In the Savannah River Valley, the $1.5 billion hydrogen-bomb plant caused Barnwell, S.C. to quintuple its population (from 2,500 to 13,000). A mobile city of 1,200 trailers sprang up almost overnight. In nearby Augusta, Ga., whose population shot from 71,040 to 150,000 in two years, it was easy to forget the plant's grim purpose in the flood of new jobs it brought. When White's Department Store hung out a Christmas sign, "Santa Claus Is Here!", Reporter Esther Young of the Augusta Chronicle cracked: "Why, everybody knows that Santa Claus is over at the H-bomb plant's pay windows."
The South continued to boom. One of the nation's biggest chemical centers sprang up in Alabama's tiny farming hamlet of Mclntosh, lured by its abundant salt deposits. In Decatur, Ala., Monsanto Chemical and American Viscose began building $133 million plants for Chemstrand, their jointly owned subsidiary, to manufacture Acrilan. All the synthetics --notably the new fibers like Dacron, Orion, Dynel, etc.--were growing so fast that Australian sheepherders worried that they would lose their wool market, as the Japanese had lost their market for silk.
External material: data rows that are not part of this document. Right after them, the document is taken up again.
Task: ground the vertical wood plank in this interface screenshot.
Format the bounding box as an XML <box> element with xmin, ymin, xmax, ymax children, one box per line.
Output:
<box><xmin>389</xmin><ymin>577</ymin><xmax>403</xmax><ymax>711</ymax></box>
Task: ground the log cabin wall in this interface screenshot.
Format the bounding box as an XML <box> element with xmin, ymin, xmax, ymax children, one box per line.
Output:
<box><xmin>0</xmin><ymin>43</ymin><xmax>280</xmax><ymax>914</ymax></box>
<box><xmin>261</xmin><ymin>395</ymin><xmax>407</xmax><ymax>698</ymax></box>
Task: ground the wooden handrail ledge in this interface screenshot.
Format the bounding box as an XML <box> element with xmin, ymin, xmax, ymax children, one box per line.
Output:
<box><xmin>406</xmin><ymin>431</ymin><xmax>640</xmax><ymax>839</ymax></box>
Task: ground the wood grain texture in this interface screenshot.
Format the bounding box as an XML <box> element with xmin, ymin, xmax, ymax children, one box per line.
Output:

The new petrochemical industry, based on the immense natural gas resources of the oilfields, seemed the fastest grower in 1952. In Texas, where new multimillion-dollar plants were no rarity, some Texans predicted that petrochemicals would outstrip oil as their biggest industry. But Texas and the Gulf Coast had no monopoly on petrochemicals; California was giving it a race, and in the Great Plains' great new oil province of the Williston Basin, North Dakotans were predicting that their own petrochemical industry would soon arise.